The candidate pool, at times, also is more limited in a rural environment, and it can be difficult to draw prospective employees from urban areas.
“Because of our location, it’s wonderful in many ways, but it’s also limiting,” he said. “It’s not like being in a metropolitan area where you can just steal from the next town over. There are not a lot of other EMS directors that we can pull from in the area, or public works directors, as we’ve experienced.”
The discussion was part of a goal-setting work session held by the county commission and attended by many department heads, who have expressed an interest in preparing for future staffing changes by hiring “overfill” candidates to receive on-the-job training prior to taking over. There already is a retirement pending for an upper-level position in the EMS department, which partly prompted the discussion.
Smith-Hanes noted similar challenges are facing many sectors of the economy, from agriculture to certain industries in private enterprise.
“I think, obviously, we want to be sensitive to the financial piece of that, but there’s sort of nothing like learning on the job,” Smith-Hanes said. “This is an area where I don’t think anybody really has a magic wand in terms of succession planning.”
Commissioners spoke in favor of looking more carefully at the county’s future workforce. Commissioner Dean Haselhorst noted the public works department specifically could be in a position to lose several experienced employees at nearly the same time if the employees choose to retire.
Public Works director Bill Ring said the department is trying to plan ahead, but succession training might require the county to consider adding additional staff positions. The county largely has been in a hiring freeze in efforts to curb spending.
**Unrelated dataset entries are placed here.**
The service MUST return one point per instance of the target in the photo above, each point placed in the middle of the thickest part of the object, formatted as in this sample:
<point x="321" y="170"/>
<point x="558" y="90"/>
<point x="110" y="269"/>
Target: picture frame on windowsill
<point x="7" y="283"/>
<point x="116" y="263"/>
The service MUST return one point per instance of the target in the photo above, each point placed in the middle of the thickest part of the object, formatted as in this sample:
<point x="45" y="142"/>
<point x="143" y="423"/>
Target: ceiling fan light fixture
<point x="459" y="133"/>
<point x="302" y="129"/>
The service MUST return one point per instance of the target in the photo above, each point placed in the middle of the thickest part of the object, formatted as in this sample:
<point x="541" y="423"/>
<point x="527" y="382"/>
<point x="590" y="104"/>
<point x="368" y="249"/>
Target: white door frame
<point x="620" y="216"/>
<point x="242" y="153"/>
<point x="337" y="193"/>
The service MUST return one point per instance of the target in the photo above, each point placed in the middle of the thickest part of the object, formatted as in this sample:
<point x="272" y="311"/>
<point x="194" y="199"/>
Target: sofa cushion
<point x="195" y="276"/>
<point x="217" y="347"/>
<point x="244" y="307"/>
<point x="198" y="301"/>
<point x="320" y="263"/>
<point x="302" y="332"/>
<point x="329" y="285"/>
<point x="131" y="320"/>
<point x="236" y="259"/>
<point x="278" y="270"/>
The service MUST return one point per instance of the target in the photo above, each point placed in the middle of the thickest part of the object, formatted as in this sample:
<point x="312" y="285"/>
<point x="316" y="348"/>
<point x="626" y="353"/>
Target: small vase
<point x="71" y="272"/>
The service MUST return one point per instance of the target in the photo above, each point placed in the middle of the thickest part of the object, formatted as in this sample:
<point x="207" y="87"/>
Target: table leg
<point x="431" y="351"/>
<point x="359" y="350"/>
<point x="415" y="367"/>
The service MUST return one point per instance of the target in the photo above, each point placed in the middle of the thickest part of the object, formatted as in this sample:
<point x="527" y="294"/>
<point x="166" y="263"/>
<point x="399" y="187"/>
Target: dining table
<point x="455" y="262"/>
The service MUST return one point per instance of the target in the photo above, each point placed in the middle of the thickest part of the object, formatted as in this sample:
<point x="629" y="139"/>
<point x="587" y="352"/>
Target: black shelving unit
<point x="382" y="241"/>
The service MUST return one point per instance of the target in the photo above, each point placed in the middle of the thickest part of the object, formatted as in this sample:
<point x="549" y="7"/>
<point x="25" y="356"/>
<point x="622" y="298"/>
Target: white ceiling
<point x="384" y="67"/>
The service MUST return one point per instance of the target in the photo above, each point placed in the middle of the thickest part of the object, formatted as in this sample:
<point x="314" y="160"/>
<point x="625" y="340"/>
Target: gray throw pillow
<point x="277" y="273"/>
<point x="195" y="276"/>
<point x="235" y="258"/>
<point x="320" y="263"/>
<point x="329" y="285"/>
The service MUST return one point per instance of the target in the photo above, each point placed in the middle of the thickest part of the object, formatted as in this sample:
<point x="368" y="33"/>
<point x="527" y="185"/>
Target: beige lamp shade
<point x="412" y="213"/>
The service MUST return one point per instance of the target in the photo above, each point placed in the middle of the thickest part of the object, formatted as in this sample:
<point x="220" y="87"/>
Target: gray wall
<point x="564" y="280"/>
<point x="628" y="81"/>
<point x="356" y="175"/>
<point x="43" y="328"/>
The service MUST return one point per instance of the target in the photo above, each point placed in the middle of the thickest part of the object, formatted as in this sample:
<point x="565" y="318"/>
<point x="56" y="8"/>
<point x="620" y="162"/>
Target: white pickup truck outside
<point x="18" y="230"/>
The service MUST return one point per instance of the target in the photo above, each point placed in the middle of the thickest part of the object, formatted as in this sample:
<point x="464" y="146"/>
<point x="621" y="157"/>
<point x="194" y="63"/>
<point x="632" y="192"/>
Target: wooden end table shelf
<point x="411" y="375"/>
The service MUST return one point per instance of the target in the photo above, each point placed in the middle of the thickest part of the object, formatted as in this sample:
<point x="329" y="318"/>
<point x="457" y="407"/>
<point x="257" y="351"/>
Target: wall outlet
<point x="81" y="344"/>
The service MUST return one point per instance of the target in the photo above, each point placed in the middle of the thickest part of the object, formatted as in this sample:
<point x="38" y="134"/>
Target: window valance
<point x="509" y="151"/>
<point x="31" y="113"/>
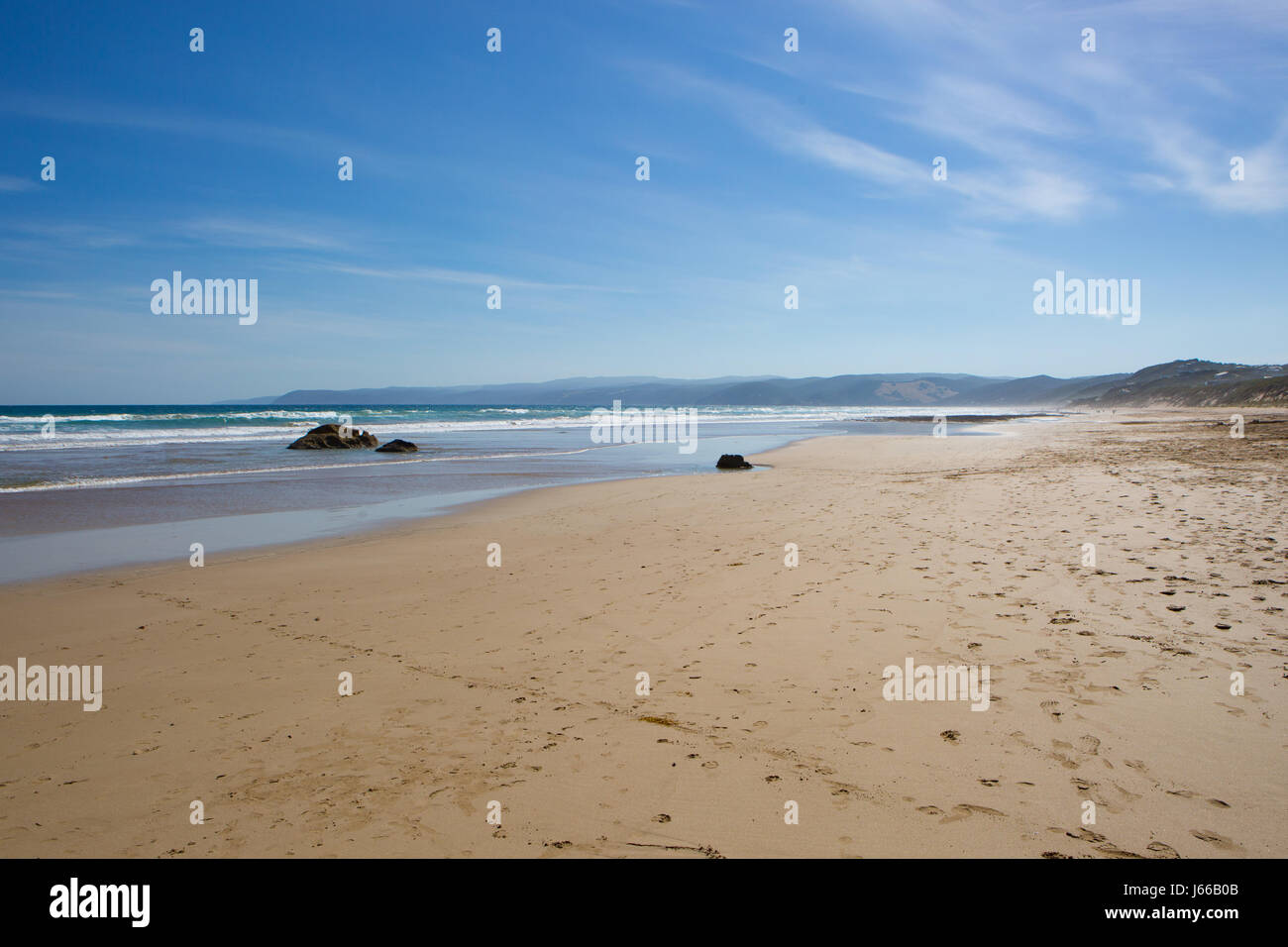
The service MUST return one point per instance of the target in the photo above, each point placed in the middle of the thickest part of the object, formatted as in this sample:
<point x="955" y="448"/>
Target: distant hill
<point x="1194" y="382"/>
<point x="1184" y="382"/>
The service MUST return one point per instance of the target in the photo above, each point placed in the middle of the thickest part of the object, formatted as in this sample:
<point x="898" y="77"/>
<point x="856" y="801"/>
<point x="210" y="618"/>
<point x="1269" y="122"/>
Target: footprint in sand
<point x="1219" y="840"/>
<point x="965" y="810"/>
<point x="1089" y="744"/>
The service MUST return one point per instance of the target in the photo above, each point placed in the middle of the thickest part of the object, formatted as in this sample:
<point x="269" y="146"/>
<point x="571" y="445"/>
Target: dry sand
<point x="518" y="684"/>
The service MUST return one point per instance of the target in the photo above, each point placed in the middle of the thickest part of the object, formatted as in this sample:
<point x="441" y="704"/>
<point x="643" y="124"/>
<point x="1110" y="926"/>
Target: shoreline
<point x="48" y="553"/>
<point x="518" y="684"/>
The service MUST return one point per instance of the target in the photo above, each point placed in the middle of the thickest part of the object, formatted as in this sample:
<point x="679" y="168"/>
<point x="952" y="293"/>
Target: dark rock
<point x="327" y="437"/>
<point x="397" y="446"/>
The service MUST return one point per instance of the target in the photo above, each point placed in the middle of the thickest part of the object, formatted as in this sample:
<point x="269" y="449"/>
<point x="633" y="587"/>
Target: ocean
<point x="86" y="487"/>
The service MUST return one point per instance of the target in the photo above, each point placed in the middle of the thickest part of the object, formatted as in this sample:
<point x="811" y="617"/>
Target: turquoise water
<point x="86" y="487"/>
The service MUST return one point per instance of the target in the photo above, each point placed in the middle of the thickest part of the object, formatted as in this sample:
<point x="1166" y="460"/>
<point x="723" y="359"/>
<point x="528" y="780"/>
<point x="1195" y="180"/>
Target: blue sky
<point x="518" y="169"/>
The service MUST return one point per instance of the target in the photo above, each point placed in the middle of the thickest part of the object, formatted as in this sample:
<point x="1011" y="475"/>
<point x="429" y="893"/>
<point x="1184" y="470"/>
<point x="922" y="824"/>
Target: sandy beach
<point x="518" y="684"/>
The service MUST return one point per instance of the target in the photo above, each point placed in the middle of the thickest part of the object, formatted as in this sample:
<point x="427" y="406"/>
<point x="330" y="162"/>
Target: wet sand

“In general, we’re trying to look forward five years down the road,” Ring said. “One thing we need to identify is the overfill works great, as long as it’s a county employee, because of the limitations on our personnel policy. We would have to work on that at the same time we brought an outsider in, because we’re capped on the number of employees that we’re allowed.”
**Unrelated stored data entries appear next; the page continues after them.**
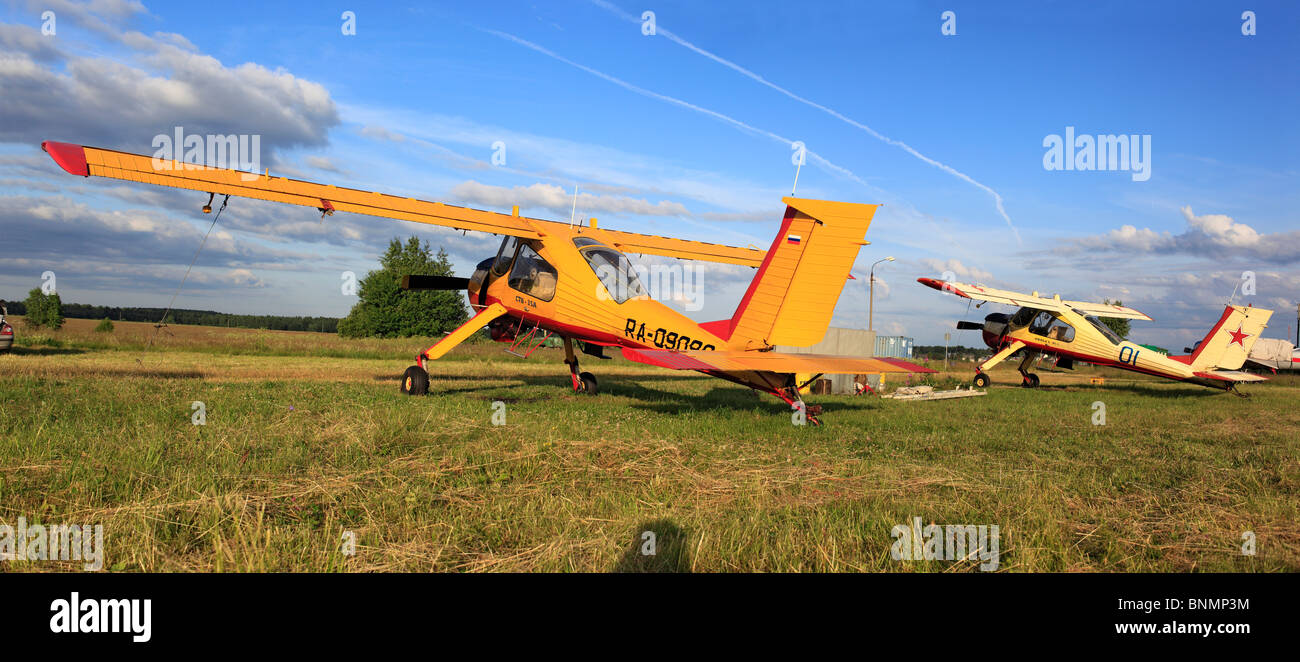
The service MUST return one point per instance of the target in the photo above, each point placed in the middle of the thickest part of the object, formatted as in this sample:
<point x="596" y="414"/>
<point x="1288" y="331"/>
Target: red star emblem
<point x="1238" y="336"/>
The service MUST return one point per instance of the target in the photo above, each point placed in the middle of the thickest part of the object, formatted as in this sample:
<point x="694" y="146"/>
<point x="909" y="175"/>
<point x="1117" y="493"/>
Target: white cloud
<point x="1212" y="236"/>
<point x="557" y="199"/>
<point x="961" y="271"/>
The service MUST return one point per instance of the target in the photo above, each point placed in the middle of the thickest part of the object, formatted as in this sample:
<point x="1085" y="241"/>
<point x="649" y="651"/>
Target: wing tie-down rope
<point x="213" y="224"/>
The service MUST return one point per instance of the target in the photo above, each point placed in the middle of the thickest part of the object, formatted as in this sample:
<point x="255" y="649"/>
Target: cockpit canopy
<point x="612" y="268"/>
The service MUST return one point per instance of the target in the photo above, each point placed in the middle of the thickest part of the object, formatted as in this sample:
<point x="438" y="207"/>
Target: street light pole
<point x="871" y="295"/>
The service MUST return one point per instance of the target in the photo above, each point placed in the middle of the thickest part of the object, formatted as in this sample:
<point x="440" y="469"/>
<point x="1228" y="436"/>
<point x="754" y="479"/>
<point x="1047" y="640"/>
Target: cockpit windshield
<point x="1101" y="327"/>
<point x="612" y="268"/>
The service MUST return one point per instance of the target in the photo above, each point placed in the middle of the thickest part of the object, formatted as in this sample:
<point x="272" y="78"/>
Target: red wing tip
<point x="70" y="158"/>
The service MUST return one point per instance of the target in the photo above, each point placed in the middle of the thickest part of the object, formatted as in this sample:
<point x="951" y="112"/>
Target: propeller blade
<point x="434" y="282"/>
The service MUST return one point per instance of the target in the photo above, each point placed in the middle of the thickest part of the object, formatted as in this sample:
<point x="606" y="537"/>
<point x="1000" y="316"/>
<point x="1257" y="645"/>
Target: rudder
<point x="1229" y="344"/>
<point x="793" y="294"/>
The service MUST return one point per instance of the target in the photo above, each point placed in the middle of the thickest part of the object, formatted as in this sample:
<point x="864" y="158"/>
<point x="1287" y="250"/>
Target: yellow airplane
<point x="576" y="281"/>
<point x="1071" y="331"/>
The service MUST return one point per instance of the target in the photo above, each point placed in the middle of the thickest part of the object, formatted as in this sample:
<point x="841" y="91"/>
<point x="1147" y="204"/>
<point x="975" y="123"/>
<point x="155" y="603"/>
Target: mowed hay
<point x="299" y="449"/>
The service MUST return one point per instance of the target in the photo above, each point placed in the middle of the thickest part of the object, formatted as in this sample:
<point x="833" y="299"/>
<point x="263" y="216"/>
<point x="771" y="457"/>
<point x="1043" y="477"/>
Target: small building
<point x="893" y="346"/>
<point x="848" y="342"/>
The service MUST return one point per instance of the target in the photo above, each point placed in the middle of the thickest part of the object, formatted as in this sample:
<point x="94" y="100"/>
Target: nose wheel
<point x="583" y="381"/>
<point x="415" y="381"/>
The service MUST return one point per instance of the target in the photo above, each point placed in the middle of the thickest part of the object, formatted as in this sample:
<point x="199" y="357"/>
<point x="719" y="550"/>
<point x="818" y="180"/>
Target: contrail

Commissioners also discussed the future of the county health department and were asked about the possibility of adding a mid-level medical staff position in the future to increase services.
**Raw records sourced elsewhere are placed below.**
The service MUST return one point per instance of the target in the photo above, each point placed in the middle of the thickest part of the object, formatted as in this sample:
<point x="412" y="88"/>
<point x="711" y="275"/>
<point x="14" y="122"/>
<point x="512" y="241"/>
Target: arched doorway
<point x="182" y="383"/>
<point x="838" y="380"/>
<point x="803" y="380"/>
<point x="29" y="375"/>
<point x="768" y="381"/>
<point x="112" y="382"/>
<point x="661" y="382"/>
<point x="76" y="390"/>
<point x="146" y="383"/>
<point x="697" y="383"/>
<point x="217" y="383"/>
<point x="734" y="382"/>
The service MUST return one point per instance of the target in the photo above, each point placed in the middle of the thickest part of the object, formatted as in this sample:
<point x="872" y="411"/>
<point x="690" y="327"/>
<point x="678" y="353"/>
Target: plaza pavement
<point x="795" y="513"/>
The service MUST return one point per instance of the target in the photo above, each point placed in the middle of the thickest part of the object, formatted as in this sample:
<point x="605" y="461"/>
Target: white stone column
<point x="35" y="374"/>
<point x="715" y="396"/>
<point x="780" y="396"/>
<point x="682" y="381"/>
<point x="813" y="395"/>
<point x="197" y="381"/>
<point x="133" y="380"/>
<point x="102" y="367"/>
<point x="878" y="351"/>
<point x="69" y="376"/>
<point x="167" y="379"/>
The county has purchased a new building on Canterbury Drive for the clinic, and the move is hoped to be complete before year’s end. That will allow space for additional programs, and adding a mid-level health professional would enable the county to offer services such as physical examinations.
“One of the things you told me was you wanted me to see the department blossom,” Health and EMS Director Kerry McCue said. “Talking to the staff, talking to other health department administrators, it’s pretty clear that the next step for us would be a mid-level of some type.”
McCue said he already has heard from a few mid-level health professionals who have expressed interest in working for the county.
Commissioners said they would like to explore the possibility, but spoke in favor of contracting with a health provider for a limited time as a trial run rather than initially hiring a new full-time employee. Doing so would allow the county to gauge the demand and cost for full-time services, Commission Chairwoman Barbara Wasinger said.
“I like the idea of starting with a contractual person and see how it works. Does it increase traffic? Is it growing, does it look like it’s feasible?” she said. “It’s going to take awhile to build some clientele, obviously, but this way you can also see how it fits within your office and your department.”
The issue likely will be revisited by the commission later this year.
In other business, the commission had an executive session to discuss ongoing labor union negotiations. The commission’s next regular business meeting will be at 5 p.m. Monday at the county’s administrative center.